In looking at the competitive landscape, everybody usually points to Netscape and Microsoft as being the two giants that are out there and that are going to swallow up this industry and you. How do you think PointCast is positioned?
I think that what we do has been proven by the fact that both Netscape and Microsoft were sort of predicted to be the end of PointCast a year ago, We've been more successful [because of] an 
  integrated client/server application. with the announcement of Active Desktop and Channel Definition Format with Microsoft and then Netcaster for Netscape. I think what they've learned is that a piece of client software alone, running on a PC, whether it's embedded with a browser or not, isn't sufficient by itself given the way the Internet works, and the way information is published to provide adequate, smart-agent capability to meet the demands of a user, which require that the information be (a) timely, (b) efficient and (c) unobtrusive. In other words, users want to know that it's agile and functions in the background, without interfering with what else you're doing on your PC.

I think the reason we've been more successful is that we have an integrated client/server application, whereas in the implementation for Microsoft and Netscape, they have a tool that allows the user to go out and get things from the Web, but the compression of that data, the refreshing of that data, is left up to the individual publisher of the Web site. In PointCast's case, not only are we going to the Web and pulling out HTTP-formatted information, but we're pulling FTP information that's published, as well as proprietary news feeds, and we're synthesizing all that information into a database and then compressing it so that the least amount of bandwidth necessary is used. And we're only sending that which was changed.

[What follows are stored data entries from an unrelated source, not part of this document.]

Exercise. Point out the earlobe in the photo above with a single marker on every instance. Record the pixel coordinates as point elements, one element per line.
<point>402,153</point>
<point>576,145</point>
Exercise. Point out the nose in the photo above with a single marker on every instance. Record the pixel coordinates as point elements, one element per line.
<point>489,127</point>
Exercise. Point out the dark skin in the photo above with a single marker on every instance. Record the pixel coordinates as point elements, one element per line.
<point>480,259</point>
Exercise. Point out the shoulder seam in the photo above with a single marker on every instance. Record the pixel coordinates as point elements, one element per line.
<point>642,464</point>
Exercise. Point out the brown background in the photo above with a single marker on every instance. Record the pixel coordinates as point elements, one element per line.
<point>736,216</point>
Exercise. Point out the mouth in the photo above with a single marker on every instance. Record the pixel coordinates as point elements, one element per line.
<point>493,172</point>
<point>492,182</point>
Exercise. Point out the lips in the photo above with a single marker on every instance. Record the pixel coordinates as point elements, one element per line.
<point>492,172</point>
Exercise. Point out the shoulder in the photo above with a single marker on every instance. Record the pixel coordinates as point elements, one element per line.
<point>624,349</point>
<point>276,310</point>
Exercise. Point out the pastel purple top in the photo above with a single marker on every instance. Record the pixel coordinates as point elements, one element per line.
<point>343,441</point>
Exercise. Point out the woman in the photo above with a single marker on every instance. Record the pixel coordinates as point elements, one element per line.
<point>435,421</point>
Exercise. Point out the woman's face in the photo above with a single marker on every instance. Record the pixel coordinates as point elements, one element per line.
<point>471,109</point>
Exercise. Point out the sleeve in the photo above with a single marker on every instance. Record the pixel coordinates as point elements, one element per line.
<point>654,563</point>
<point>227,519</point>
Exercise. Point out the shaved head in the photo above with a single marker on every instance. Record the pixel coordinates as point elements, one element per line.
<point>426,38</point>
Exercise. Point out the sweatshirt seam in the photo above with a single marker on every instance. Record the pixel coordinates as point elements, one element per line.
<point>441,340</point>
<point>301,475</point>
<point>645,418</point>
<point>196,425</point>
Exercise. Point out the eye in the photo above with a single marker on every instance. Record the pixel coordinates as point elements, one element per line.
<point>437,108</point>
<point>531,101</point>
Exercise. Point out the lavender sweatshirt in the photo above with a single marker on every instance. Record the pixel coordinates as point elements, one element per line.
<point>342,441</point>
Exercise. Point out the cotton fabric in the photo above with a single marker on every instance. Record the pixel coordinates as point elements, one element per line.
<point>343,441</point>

We're doing that work at the server level so that we don't overutilize resources, both at the computer itself as well as within the bandwidth that's connected. So the reason I think we will endure, be successful, and grow is that we recognize both sides of that is important. We're using the Internet as a vehicle to deliver information, but we're not relying on the Internet for all of our resources. So that integration between client and server is very important, and I think that, in the case of both Microsoft and Netscape, that's not their core business. It's not that they don't have server products and also client products, but that their resources are focused more at enterprise applications, not media. And yes, Microsoft has MSN, but that's a different business for them. They're more focused on the online service business and looking more like an AOL sort of environment.

So we're occupying a niche that would take more investment and more focus on their part to go after. Based on the size of the market, and, obviously, if we continue to grow and get very successful and build a bigger and bigger base, I'd expect them to become more interested in what we're doing. But today, I think they've got such bigger opportunities in their core businesses that, to me, it looks like a distraction for them.

Who do you line up as your competitors?
Quite frankly, since my revenues come from advertising and that's where we are deriving most of our business benefit, I consider my competitors those people who are matching demographics with us in attempting to get marketers to buy their media product to reach that particular demographic. So I sort of feel like, ultimately, we will be successful by demonstrating that we reach this business demographic more effectively than other people. That's sort of the way I like to think about it. And there are going to be a lot of different ways that the Internet is used to try to accomplish that. We're one of them today. I don't see anybody else in the Internet space as actively focused on the business market as we are. I don't think AOL is, I don't think Yahoo is. So that's good news, I guess, in that context.